隣の優太がぴょんとベンチから飛び降りた気配がして、また我に返る。
タタタっと駆けて行った先には、小さな神社のような小屋があって。
「あ、またどっか行っちゃう」
言いながら重い腰を上げたにのが、俺を振り向いて『早く』と言うから慌てて立ち上がった。

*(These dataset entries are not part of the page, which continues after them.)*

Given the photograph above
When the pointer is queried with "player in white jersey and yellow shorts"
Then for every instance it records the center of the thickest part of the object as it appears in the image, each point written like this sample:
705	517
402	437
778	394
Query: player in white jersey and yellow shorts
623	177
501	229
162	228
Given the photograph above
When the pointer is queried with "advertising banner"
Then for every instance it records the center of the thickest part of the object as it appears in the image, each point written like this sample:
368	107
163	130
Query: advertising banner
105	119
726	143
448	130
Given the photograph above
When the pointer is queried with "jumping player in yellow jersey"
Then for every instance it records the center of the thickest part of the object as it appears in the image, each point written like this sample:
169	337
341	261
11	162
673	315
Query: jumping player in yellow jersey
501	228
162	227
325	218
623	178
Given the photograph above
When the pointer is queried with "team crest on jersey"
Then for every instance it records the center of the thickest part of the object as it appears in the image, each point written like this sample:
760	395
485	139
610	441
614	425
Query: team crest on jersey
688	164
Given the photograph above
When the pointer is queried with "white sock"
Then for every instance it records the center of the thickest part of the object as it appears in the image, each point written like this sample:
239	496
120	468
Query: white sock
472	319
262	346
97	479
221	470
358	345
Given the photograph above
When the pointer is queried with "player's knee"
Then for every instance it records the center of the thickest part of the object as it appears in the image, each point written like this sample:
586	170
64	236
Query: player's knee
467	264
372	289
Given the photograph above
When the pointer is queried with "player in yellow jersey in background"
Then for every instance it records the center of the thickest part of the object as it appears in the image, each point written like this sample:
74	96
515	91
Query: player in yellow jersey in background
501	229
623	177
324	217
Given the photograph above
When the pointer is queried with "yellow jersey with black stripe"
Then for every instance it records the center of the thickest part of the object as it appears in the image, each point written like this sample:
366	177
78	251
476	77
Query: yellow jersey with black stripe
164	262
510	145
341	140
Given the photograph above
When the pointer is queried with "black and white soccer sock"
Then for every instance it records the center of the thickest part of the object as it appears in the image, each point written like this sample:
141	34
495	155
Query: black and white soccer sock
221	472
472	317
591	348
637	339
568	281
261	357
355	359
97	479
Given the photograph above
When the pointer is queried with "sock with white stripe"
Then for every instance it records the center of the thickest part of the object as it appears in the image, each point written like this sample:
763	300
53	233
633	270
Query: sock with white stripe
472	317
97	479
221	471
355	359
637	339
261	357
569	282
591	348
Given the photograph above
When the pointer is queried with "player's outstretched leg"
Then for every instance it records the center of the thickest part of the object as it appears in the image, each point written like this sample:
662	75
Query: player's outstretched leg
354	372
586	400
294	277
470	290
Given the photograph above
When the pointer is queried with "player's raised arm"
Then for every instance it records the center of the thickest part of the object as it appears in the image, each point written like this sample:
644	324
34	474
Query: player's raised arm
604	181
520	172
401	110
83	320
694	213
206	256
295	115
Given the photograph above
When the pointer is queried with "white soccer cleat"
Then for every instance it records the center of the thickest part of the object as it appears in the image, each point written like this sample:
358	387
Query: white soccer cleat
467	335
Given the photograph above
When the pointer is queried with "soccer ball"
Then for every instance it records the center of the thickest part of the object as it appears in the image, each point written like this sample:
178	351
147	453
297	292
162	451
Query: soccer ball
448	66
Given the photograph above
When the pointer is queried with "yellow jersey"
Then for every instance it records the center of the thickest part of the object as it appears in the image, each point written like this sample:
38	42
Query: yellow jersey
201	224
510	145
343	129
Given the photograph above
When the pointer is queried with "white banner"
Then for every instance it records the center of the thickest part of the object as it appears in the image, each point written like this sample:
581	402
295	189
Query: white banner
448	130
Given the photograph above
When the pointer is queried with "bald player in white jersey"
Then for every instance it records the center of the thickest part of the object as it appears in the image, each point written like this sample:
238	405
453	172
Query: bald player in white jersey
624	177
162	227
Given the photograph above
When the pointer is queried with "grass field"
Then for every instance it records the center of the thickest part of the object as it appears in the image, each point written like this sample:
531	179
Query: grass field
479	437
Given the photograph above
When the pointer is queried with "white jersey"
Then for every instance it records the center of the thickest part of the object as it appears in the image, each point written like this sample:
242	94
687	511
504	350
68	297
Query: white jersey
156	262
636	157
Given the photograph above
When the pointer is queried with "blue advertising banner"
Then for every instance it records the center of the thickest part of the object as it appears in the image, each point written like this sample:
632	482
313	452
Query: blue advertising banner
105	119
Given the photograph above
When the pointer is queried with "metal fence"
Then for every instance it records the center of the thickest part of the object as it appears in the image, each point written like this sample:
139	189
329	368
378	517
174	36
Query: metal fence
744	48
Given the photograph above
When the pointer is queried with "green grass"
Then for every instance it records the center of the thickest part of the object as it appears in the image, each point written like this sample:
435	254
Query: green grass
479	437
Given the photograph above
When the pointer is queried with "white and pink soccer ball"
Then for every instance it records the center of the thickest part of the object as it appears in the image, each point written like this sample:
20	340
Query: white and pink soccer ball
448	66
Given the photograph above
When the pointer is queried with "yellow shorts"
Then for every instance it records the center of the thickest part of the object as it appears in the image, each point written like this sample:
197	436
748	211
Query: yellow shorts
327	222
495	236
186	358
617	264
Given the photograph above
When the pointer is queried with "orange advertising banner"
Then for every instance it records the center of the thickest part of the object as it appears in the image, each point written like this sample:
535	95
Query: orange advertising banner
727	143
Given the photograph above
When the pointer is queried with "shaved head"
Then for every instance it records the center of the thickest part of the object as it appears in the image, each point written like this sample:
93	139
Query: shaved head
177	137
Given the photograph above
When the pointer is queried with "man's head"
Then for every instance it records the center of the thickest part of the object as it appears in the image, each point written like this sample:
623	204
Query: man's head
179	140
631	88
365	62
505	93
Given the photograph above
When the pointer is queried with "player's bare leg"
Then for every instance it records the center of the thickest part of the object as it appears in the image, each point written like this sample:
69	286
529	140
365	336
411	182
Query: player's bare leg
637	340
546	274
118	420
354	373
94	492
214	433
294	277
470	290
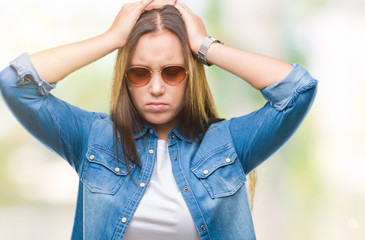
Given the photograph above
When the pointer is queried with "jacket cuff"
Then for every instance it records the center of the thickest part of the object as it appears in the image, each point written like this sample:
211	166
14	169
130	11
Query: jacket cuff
283	94
27	74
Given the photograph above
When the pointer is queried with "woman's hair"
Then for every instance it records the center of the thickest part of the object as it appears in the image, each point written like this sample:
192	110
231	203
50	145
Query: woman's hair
198	110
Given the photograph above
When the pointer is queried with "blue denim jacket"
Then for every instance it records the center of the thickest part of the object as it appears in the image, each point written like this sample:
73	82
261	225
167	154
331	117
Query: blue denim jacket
210	174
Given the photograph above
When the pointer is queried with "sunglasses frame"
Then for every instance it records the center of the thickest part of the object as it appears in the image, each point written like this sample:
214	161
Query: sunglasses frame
160	71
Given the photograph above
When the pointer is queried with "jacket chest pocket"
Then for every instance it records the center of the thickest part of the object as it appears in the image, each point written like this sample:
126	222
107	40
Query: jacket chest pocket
102	173
220	172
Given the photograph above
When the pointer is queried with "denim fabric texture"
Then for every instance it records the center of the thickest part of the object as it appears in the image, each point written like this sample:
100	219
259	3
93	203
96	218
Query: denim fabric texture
211	174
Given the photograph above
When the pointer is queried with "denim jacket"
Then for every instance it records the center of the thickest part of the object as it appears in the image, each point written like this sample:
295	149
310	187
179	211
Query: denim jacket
211	174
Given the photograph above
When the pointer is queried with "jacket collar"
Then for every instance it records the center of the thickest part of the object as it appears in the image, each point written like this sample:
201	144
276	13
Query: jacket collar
176	131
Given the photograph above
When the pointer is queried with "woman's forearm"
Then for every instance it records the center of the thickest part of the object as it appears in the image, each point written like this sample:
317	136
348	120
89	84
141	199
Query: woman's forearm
56	63
258	70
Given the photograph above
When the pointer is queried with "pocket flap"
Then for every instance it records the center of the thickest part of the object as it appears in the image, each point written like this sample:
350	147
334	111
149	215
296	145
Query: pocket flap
220	157
108	160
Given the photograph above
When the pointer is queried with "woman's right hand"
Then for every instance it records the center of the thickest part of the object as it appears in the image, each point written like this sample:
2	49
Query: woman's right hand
128	16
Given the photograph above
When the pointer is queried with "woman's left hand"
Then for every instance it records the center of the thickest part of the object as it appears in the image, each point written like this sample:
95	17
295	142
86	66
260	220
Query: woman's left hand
194	26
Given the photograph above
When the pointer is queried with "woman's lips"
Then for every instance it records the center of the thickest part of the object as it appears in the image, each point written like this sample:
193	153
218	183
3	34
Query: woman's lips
157	106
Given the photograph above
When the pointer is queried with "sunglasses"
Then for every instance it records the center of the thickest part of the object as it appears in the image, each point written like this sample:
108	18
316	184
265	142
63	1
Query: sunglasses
140	76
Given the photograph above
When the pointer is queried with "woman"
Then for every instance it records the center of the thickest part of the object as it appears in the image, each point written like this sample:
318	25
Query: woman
162	165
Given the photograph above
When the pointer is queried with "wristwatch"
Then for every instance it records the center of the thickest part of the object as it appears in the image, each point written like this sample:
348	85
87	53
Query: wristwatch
202	53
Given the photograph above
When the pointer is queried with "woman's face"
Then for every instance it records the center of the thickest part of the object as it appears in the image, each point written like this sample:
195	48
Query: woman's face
158	102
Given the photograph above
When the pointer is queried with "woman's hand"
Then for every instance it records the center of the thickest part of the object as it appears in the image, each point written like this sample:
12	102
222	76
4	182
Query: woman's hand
258	70
194	26
128	16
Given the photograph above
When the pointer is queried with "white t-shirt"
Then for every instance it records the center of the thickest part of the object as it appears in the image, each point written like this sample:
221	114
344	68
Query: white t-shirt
162	213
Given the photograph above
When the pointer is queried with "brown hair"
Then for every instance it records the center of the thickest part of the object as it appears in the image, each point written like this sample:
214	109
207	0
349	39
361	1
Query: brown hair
198	111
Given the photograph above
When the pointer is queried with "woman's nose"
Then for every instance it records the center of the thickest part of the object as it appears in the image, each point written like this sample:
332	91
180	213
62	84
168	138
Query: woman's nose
157	85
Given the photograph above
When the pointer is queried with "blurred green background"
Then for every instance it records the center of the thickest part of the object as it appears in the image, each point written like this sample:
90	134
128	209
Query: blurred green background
313	188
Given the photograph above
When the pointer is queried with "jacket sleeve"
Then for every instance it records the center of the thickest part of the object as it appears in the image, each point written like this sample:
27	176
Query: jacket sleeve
60	126
259	134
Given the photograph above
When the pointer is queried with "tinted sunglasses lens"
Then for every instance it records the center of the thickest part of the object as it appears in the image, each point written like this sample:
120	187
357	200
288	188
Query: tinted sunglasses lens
138	76
173	75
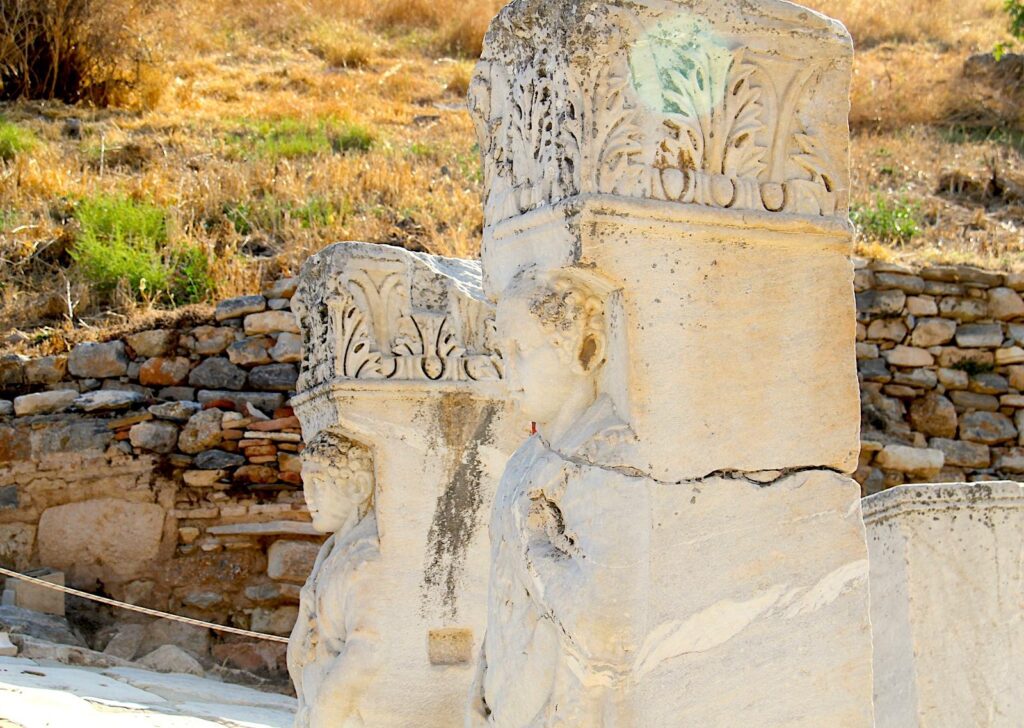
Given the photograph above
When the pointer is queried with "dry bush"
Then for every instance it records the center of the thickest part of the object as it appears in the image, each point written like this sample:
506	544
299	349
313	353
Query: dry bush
897	86
74	50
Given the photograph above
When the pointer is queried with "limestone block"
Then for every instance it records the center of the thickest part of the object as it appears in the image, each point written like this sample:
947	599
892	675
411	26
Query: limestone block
194	640
291	560
933	332
46	370
671	610
881	303
279	621
126	641
16	541
110	400
155	436
278	377
963	309
164	372
104	539
98	360
217	460
631	252
283	288
963	455
271	323
211	341
238	307
944	561
251	351
934	415
979	336
888	330
1005	304
401	405
1012	355
922	306
157	342
913	461
36	597
973	400
171	658
45	402
288	349
217	373
987	427
7	649
908	356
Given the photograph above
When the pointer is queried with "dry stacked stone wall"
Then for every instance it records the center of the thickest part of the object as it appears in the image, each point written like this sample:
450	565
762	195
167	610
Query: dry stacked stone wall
940	352
162	468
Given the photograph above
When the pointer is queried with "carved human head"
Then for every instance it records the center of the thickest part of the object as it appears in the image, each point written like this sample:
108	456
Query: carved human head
553	333
338	479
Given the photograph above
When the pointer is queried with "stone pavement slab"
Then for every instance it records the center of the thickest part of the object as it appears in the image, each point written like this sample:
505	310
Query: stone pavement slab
34	694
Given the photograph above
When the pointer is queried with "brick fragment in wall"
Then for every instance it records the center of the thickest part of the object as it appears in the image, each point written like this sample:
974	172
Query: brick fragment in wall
962	274
46	370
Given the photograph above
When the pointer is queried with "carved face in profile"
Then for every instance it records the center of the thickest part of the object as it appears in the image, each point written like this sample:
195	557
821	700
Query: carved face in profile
338	480
553	341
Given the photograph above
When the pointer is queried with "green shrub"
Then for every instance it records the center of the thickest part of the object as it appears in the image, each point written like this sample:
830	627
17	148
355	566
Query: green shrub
896	221
270	214
1015	8
13	140
122	240
193	281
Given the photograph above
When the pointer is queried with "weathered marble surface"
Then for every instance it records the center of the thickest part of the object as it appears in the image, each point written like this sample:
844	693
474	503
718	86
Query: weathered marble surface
678	544
947	587
592	117
400	376
36	694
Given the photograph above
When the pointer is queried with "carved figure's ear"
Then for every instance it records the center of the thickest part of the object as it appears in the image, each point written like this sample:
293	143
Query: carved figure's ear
591	354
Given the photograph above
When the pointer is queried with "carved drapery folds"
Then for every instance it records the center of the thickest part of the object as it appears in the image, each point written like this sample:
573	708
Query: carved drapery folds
640	102
370	312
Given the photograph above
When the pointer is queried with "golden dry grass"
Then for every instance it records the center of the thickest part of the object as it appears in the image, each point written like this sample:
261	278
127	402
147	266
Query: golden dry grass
201	138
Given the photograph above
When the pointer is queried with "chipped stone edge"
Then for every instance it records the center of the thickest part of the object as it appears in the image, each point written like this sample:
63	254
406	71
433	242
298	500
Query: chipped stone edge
941	497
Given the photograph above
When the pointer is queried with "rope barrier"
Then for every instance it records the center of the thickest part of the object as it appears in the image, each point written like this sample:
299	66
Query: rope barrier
142	610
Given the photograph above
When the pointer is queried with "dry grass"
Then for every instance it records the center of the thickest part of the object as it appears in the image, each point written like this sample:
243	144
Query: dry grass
279	126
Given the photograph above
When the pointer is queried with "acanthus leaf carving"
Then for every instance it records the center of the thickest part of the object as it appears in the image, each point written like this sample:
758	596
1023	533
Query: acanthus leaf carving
361	324
669	111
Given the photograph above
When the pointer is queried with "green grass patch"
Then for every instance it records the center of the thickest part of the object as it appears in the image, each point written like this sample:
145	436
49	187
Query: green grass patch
271	215
14	140
125	242
896	221
295	138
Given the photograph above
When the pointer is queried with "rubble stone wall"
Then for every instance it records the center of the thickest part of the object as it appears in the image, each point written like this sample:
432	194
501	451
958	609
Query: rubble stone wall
941	360
162	468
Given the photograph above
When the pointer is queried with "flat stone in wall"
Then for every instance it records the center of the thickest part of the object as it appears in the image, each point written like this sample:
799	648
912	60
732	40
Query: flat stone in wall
947	585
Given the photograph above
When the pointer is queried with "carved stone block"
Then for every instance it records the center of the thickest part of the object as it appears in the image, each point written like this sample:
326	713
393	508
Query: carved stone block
402	402
947	585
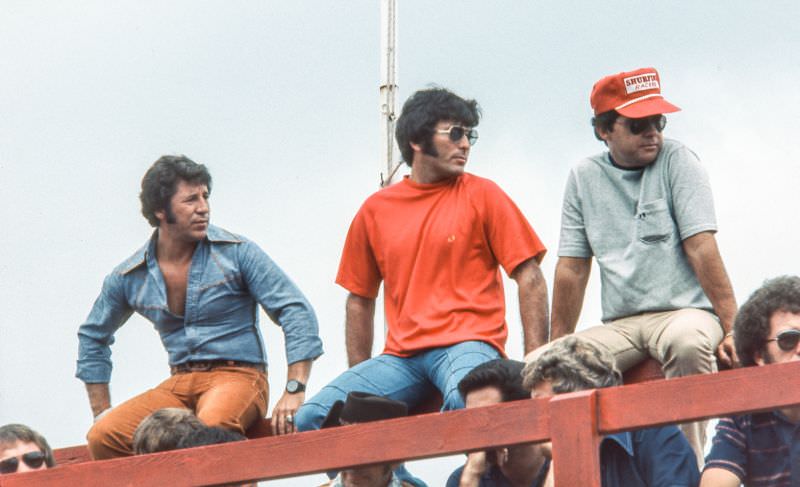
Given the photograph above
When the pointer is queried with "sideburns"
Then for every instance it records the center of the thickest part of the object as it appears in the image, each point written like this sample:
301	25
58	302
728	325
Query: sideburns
170	214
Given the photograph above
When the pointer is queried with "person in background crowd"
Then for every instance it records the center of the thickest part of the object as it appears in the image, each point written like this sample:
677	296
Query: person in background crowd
491	383
163	430
761	449
23	449
361	407
651	457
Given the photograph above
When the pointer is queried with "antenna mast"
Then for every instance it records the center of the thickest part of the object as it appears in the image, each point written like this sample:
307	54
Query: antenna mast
388	90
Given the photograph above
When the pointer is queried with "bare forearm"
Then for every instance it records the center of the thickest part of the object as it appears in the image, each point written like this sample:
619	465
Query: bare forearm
99	397
703	255
532	304
299	371
569	288
359	328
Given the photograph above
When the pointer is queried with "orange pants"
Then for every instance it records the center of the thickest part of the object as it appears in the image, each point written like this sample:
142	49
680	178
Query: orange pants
230	397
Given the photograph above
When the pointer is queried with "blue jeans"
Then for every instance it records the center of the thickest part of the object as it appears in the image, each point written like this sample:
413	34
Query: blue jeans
411	380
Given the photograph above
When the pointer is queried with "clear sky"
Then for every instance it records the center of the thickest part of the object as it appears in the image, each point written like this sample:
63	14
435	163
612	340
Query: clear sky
280	101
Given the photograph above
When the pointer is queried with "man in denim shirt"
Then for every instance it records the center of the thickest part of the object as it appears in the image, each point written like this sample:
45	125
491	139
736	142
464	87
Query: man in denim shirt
199	285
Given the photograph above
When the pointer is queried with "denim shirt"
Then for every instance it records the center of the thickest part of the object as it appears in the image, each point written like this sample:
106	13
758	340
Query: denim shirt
228	276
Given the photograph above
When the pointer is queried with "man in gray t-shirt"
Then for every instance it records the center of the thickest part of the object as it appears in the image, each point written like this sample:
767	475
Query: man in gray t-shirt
644	209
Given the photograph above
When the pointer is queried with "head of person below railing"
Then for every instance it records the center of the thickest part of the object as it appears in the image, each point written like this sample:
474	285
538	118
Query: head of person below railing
646	458
23	449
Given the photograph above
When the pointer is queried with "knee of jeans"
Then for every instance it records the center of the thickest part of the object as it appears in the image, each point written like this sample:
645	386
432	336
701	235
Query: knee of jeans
309	417
99	435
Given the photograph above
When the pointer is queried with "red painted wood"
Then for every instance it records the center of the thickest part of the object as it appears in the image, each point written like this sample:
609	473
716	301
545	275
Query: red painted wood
260	429
423	436
71	454
577	422
576	454
645	371
698	397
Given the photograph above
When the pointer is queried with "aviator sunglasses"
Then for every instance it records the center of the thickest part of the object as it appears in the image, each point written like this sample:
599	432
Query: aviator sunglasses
455	132
33	459
787	339
638	125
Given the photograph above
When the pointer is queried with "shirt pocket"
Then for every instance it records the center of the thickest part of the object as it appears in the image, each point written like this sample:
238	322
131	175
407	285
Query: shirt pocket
653	222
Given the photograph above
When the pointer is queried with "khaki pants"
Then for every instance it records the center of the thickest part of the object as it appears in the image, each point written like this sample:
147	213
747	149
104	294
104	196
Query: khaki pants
684	341
230	397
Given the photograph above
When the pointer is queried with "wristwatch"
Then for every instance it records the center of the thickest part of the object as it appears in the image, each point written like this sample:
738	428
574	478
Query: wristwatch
294	386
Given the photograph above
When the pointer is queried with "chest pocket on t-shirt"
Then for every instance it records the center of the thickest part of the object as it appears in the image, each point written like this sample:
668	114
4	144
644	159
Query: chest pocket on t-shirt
653	222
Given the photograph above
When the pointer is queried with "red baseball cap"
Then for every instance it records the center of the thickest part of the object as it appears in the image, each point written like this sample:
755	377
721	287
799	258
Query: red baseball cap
634	94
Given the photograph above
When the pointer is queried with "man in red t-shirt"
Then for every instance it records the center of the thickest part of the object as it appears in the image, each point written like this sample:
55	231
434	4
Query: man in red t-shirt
436	240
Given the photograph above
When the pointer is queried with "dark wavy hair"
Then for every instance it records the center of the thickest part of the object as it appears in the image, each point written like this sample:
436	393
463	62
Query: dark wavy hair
504	374
423	110
160	183
751	327
10	434
604	121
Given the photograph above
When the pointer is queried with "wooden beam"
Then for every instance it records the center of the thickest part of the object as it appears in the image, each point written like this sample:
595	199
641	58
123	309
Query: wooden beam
576	442
424	436
698	397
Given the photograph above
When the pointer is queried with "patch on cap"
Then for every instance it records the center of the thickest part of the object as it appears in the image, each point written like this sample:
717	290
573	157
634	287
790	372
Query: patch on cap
641	82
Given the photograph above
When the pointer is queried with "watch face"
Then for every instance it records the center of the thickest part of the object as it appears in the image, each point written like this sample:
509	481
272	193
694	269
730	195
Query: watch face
293	386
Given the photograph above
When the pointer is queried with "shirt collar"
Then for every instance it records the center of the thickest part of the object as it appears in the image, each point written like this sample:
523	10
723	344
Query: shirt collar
213	235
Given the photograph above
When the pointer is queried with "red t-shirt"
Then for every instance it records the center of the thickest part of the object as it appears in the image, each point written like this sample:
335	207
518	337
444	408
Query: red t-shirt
437	248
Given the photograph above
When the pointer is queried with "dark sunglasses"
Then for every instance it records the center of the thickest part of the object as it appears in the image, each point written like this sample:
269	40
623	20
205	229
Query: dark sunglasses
638	125
33	459
787	340
457	131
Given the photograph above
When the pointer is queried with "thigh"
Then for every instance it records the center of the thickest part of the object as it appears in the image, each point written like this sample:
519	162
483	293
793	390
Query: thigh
399	378
685	341
446	366
235	397
114	431
621	338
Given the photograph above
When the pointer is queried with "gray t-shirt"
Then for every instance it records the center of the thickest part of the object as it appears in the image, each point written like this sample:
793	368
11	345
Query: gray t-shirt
633	222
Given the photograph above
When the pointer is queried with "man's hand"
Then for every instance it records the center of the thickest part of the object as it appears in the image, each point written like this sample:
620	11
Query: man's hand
284	411
476	466
719	477
99	399
287	406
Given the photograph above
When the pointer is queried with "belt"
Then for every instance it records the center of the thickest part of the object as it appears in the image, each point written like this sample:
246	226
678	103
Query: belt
206	365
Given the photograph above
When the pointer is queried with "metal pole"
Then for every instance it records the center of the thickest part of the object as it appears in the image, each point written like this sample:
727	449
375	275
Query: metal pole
388	89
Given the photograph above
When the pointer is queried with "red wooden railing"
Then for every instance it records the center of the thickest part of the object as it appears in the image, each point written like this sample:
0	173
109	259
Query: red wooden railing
578	420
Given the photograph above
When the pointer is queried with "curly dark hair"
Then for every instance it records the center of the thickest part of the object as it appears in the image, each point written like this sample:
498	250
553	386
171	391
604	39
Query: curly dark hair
423	110
160	183
504	374
751	327
604	121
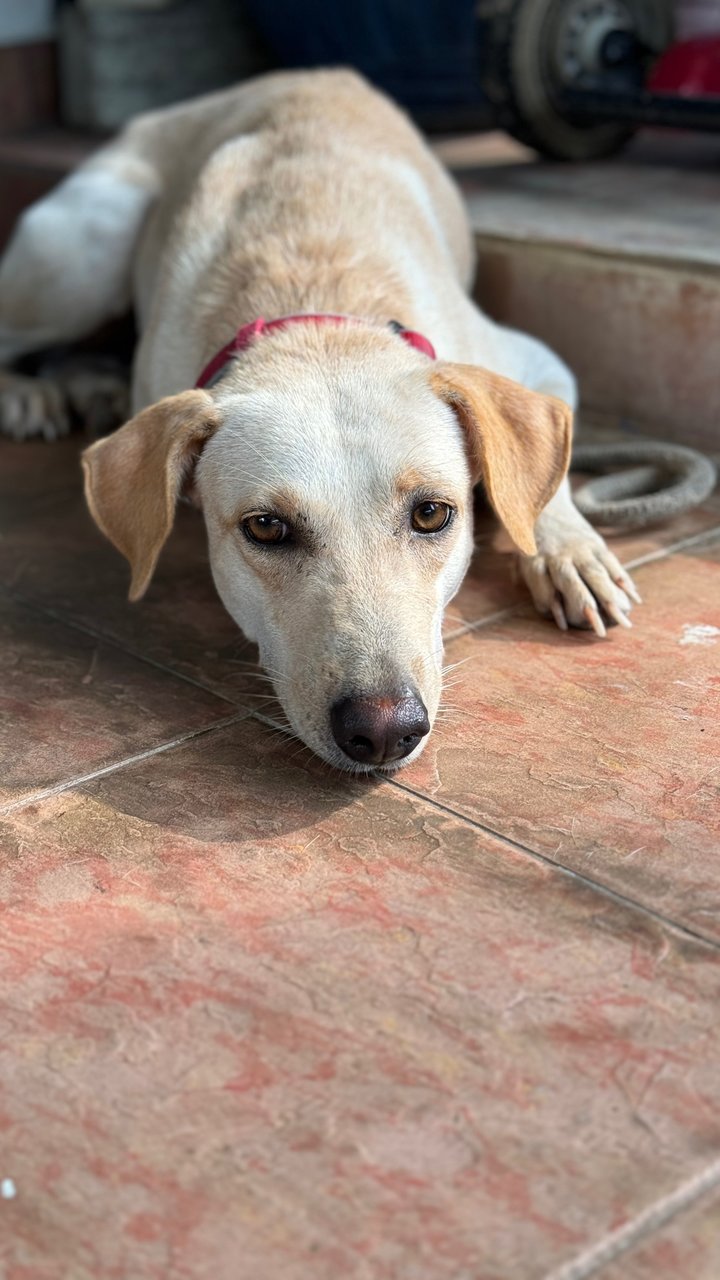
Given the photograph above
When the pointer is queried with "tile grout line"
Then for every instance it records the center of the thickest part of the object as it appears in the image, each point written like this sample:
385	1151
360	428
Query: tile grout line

屋上の一角に佇むその小屋には、"縁結びの神"と書かれてあって。
なんというタイミングだろう。
今しがたにのへの想いを断ち切ろうとしてたのに、こんな魅力満点な神社が目の前に現れるなんて。
これは…神様のお告げ?
やっぱり突き進めって言ってくれてんの?
「ねーまぁくんこれなにー?」
「ん?ここはね、縁結びの神様がいるんだって」
「えんむすび?」
「そう、好きな人と恋が実りますようにって神様にお願いするの」
「すきなひと…」
ぽつり呟いた優太は案の定にのを見上げて。
「ゆうたおねがいする!にのちゃんおねがいする!」
ニッコニコの笑顔を向けられて、にのも優太にニッコリと返す。
「…じゃあみんなでお願いしよっか」
そんなにのと優太の間に入り、三人並んで神社に向かって手を合わせた。
神様…
すぐくよくよする俺を見捨てないでくれてありがとうございます。
もう…迷いませんから。
にのに、俺の想いが届きますように。
そして…
これからもずっと、傍に居られますように。
しんと静まり返った空気を破ったのは、優太の明るい第一声だった。
「にのちゃん、おねがいは?」
俺の横から期待に満ちた顔を覗かせてそう問い掛けると。
「ん?えっとね、まぁくんのバカが治りますようにって」
「おい!」
「えーなにそれぇー!」
残念そうな優太と俺の突っ込みに笑いだすにの。
こうゆう他愛もないにのとのやり取りが、堪らなく好きだったりする。
やっぱり俺は…
にのじゃないとダメなんだ。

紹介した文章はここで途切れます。